Lo scoppio dei tappi di bottiglia riecheggiò per tutta la sala insieme alle urla e alle risate dei commensali che si scambiavano baci e abbracci augurandosi il meglio per il nuovo anno.

Furono minuti di grande confusione, un andirivieni di gente, calici alzati, bambini svegliati dal trambusto nelle loro carrozzine, cellulari che squillavano.

La musica rumoreggiava in sottofondo, qualcuno riprese a ballare con più bollicine in corpo di prima e la festa potè dirsi entrata nel vivo.

«Posso farti gli auguri?» domandò Mason a Emma, seduta alla sua postazione godendosi la scena del suo pubblico.

«Credo di sì», rispose incerta decidendo di seguire i suoi buoni propositi.

Zio e nipote si abbracciarono stretti e Emma sentì le lacrime montarle gli occhi per l'emozione. Fece uno sforzo considerevole per non scoppiare a piangere ammettendo davanti a tutti quanto le fosse mancata la sua famiglia.

«Credo che qualcuno voglia imitarmi», le sussurrò Mason all'orecchio facendola girare.

Emma incrociò gli occhi di sua madre, qualche passo più in là a distanza di sicurezza. C'erano così tante cose che avrebbe voluto dirle. Mesi di rancore, di vergogna, di risentimento per sé stessa. Mille volte aveva vissuto incontri immaginari che non si erano mai svolti, ma adesso che aveva sua madre davanti, il suo cervello cancellò dai ricordi qualsiasi discorso preconfezionato e la lasciò nuda davanti alla sua coscienza.

«Mamma..» provò a dire.

Harper fece un passo avanti incerto. Vedendo che sua figlia restava immobile ne fece un altro. E poi un altro ancora, fino a raggiungerla. E quando madre e figlia si strinsero in un abbraccio, le lacrime sgorgarono come un fiume in piena, sovrastando qualsiasi parola possibile.

«Mi dispiace», riuscì a singhiozzare Emma.

E non alludeva solo al fatto di essersene andata, di aver provato a cancellarli dalla sua vita.

«Non è stata colpa tua», rispose Harper, che aveva capito al volo. «Il destino a volte è ingiusto e questa volta ha usato te, per agire. Nessuno ha mai pensato fosse colpa tua», ripetè cercando di far penetrare il senso delle sue parole fino al cuore di sua figlia.

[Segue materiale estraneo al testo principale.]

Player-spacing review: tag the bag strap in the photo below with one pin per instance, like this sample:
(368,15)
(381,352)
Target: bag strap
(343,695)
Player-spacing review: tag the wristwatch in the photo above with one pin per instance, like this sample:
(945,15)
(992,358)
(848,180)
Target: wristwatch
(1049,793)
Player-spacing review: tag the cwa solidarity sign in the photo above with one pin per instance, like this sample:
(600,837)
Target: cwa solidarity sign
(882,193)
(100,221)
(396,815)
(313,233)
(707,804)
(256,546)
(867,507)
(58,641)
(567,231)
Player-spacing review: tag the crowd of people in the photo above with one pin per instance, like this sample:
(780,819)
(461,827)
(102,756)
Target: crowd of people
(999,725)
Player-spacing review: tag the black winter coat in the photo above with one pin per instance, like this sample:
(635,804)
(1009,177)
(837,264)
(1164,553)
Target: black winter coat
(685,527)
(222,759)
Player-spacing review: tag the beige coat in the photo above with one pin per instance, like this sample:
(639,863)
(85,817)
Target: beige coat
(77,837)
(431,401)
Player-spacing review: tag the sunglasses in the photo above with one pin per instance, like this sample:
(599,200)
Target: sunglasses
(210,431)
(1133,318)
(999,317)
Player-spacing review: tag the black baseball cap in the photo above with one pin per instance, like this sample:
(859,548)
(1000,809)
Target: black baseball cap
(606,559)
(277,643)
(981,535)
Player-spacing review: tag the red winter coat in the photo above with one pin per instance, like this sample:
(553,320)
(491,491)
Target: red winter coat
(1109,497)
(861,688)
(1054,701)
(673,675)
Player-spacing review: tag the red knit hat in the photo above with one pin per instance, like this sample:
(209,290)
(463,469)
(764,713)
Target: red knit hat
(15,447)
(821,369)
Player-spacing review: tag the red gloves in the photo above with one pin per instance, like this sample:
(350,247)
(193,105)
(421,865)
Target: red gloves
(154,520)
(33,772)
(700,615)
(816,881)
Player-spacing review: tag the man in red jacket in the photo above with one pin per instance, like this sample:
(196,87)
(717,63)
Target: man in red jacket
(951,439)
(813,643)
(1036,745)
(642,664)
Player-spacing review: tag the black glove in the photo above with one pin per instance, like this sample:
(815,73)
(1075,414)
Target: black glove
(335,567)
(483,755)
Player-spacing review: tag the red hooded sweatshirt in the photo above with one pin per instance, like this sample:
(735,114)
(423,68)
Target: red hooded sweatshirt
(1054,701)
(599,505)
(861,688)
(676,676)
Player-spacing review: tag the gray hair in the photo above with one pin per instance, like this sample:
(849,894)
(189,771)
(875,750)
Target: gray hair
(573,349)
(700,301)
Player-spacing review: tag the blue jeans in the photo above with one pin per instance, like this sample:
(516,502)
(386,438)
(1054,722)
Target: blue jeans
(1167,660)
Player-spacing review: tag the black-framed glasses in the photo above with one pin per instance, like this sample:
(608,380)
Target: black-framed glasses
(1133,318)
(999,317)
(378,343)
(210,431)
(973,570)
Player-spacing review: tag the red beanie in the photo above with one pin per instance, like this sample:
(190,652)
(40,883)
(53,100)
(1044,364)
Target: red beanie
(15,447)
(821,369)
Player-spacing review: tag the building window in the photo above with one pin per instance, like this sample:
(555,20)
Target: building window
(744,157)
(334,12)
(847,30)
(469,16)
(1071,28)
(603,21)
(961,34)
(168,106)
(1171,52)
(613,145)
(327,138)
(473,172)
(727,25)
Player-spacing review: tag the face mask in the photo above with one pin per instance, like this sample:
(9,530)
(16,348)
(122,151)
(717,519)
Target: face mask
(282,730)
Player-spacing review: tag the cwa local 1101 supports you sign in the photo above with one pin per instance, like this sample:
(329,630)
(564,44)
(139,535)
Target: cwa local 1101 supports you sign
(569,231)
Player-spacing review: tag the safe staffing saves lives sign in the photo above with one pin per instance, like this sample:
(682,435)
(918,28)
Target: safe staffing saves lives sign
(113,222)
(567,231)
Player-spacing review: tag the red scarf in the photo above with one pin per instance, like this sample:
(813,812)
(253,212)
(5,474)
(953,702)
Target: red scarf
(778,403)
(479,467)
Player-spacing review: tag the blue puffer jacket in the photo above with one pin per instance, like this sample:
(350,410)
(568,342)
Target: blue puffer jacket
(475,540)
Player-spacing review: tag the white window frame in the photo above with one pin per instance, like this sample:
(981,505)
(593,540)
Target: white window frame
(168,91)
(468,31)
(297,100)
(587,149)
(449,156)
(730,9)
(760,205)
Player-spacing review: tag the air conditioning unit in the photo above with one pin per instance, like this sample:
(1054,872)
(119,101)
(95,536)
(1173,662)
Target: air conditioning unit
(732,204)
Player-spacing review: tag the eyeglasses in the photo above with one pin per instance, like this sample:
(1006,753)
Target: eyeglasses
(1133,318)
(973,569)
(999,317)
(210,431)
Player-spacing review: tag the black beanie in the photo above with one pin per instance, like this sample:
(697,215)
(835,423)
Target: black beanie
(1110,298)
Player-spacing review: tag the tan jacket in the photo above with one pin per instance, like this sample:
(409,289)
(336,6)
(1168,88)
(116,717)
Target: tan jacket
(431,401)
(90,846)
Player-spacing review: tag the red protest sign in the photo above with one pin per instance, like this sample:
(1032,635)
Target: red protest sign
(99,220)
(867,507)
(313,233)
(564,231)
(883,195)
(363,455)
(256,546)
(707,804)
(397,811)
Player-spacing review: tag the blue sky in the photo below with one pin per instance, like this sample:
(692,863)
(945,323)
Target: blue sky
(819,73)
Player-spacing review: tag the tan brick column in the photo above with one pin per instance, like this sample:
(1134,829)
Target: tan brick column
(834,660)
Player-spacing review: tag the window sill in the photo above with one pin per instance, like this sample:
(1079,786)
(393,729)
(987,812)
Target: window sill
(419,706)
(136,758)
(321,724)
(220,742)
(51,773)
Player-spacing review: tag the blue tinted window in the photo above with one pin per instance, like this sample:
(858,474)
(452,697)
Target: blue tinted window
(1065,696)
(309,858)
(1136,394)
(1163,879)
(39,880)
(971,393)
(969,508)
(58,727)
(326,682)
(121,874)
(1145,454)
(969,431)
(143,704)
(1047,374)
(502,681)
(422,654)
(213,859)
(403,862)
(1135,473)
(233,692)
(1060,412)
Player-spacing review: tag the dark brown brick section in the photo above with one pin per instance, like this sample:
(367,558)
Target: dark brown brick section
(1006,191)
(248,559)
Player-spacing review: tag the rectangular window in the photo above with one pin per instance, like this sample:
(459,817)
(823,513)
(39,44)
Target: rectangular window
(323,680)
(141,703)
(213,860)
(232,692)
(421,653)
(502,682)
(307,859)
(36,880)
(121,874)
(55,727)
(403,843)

Passati i primi momenti, si staccarono, si asciugarono le lacrime e scoppiarono a ridere. Liam le raggiunse e tutto fu di nuovo perfetto, come avrebbe sempre dovuto essere.

«Devo fare una cosa», disse Emma tirando fuori il suo biglietto dei buoni propositi.

«Tieni.» Liam le porse un accendino ignorando lo sguardo indagatore di Harper.

Tutti e tre uscirono dal locale nel freddo gelido della serata. Emma piegò in due il suo foglio e diede fuoco a una delle estremità. Lo resse tra le dita fino all'ultimo secondo, poi lo lanciò in aria lasciandolo andare. Quando toccò terra e fu inghiottito dalla neve era solo un pezzetto di cenere nera.

«Quando riparti?» chiese Harper.

«Pensavo col primo treno del mattino. Non ho portato bagagli con me», rispose Emma.

«Che ne dici di fermarti un paio di giorni? Domani potremmo pranzare tutti insieme.»

La ragazza sembrò pensarci un attimo su.

«Immagino non sia una cattiva idea. Abbiamo molte cose di cui chiacchierare», annuì infine. «E credo di dover conoscere il signore che ti accompagna. O mi sbaglio?» sorrise poi.

Harper l'abbracciò di nuovo e le scoccò un bacio sulla fronte. Poi fece lo stesso con Liam. Era da prima che morisse il signor Brooks che non ridevano più tutti insieme.

«Torniamo dentro? Non so voi ma io sto congelando», propose LIam.

«E io devo tornare al lavoro.»

«Chissà come sta andando in ospedale. Will ha saputo niente?» domandò Harper.

«Per il momento no. Immagino che non sia ancora nato.» Liam controllò istintivamente il cellulare.

Poi tutti e tre insieme, tornarono dentro. 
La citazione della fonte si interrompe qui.